The group is led by Hakimullah Mahsud, a Pashtun militant who took over after a U.S. drone strike killed chieftain Baitullah Mahsud two years ago. Mahsud's second in command, Wali ur-Rehman, told a Pakistani newspaper last month that the group would want an Arab country to mediate before agreeing to enter talks.
Proponents of negotiations say fighting the militants with military blitzes hasn't stemmed suicide bombings, which since 2001 have killed at least 4,600 people and injured 10,000 in Pakistan.
"What's needed is dialogue," Imran Khan, a former Pakistani cricket star turned politician, told reporters after the Sept. 29 conference. "There are two approaches: military and political. And in my opinion and the opinion of most others [at the conference], a military approach won't solve the problem."
Others in Pakistani society aren't so sure. An Oct. 5 editorial in the Express Tribune newspaper warned that the movement toward talks with the Taliban "placed the [Pakistani Taliban] on a platform of strength in Pakistan from where, if the state negotiates, it would be tantamount to abject surrender."
Pakistanis who oppose talking with the Taliban can take encouragement in the knowledge that the military may not support the idea, either. Though the military has publicly said it would abide by the civilian government's decisions, it has also moved aggressively against the most recent Pakistani Taliban threat: cross-border attacks by militants using the eastern Afghan provinces of Kunar and Nuristan as sanctuary.

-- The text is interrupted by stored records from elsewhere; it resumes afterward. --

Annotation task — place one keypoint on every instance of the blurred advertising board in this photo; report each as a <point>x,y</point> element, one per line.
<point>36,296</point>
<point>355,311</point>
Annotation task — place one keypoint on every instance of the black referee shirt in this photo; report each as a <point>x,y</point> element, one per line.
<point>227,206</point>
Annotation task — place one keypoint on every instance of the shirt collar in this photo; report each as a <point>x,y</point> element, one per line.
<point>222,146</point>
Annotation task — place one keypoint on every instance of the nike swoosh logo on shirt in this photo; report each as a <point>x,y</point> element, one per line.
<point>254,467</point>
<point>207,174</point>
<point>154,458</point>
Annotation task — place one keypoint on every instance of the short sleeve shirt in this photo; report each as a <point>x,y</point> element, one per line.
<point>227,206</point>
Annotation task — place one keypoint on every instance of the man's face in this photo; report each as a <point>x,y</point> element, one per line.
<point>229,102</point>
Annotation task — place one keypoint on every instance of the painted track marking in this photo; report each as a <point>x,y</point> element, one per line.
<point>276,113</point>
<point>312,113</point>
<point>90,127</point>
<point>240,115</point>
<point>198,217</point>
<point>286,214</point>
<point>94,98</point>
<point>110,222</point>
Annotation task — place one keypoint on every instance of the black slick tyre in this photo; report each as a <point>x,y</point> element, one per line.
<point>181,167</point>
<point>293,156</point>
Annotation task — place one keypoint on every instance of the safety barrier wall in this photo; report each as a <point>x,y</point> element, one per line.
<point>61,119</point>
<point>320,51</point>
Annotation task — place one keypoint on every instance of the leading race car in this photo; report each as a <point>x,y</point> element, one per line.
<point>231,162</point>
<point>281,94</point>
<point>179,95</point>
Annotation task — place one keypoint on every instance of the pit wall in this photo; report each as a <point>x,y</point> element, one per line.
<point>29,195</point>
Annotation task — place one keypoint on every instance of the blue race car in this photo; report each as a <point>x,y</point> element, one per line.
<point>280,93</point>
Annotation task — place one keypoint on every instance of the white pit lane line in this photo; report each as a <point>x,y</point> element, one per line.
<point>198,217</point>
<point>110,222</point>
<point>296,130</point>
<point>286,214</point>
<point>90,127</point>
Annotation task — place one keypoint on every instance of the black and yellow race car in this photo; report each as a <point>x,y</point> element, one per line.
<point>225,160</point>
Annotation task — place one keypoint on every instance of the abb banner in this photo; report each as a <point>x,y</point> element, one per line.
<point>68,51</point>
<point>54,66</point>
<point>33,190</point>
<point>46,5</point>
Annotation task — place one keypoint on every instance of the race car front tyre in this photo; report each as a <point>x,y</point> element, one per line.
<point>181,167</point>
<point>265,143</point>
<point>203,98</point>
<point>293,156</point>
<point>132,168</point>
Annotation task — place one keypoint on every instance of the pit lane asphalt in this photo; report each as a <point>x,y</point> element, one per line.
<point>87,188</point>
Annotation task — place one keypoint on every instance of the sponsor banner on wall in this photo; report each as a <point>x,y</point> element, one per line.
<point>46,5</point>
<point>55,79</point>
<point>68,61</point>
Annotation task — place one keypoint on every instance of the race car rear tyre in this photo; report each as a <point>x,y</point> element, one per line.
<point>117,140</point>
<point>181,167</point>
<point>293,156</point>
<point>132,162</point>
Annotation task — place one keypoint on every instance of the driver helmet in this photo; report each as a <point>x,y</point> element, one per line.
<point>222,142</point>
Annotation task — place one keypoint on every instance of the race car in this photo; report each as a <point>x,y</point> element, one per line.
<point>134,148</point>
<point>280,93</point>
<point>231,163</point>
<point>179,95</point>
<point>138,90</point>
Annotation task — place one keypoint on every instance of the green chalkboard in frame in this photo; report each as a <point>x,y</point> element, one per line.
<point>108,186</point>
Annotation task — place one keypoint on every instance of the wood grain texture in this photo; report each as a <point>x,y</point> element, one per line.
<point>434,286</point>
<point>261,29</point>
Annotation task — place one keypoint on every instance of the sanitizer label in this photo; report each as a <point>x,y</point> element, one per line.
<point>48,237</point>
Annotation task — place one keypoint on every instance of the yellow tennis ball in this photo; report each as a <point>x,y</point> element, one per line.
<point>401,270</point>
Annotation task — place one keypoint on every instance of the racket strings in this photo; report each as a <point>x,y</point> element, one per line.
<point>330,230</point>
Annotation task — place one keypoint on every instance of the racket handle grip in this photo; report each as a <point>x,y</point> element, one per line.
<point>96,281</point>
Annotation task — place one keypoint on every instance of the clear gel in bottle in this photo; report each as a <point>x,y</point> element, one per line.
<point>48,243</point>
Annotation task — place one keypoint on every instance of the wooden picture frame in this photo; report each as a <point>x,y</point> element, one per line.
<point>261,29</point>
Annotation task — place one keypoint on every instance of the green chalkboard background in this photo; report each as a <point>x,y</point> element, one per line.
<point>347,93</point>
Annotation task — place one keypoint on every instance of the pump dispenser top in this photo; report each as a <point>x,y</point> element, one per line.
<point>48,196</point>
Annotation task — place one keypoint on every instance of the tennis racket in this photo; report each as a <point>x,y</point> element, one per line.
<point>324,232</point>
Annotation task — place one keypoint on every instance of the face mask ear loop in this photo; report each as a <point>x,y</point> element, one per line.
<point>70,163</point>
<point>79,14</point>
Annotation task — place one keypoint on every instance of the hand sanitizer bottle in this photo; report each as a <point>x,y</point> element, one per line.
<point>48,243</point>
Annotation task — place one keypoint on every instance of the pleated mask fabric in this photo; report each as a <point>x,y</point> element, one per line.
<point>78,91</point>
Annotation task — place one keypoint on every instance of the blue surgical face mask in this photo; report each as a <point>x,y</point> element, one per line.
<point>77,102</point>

Those attacks have killed more than 100 members of Pakistan's security forces this year. Pakistani military leaders have blamed U.S., NATO and Afghan forces for not uprooting Pakistani Taliban militants from their havens in eastern Afghanistan.
"The Pakistani Taliban's goals are well known," Almeida said. "I can't see the military having much of an appetite to cut a deal. But never say never."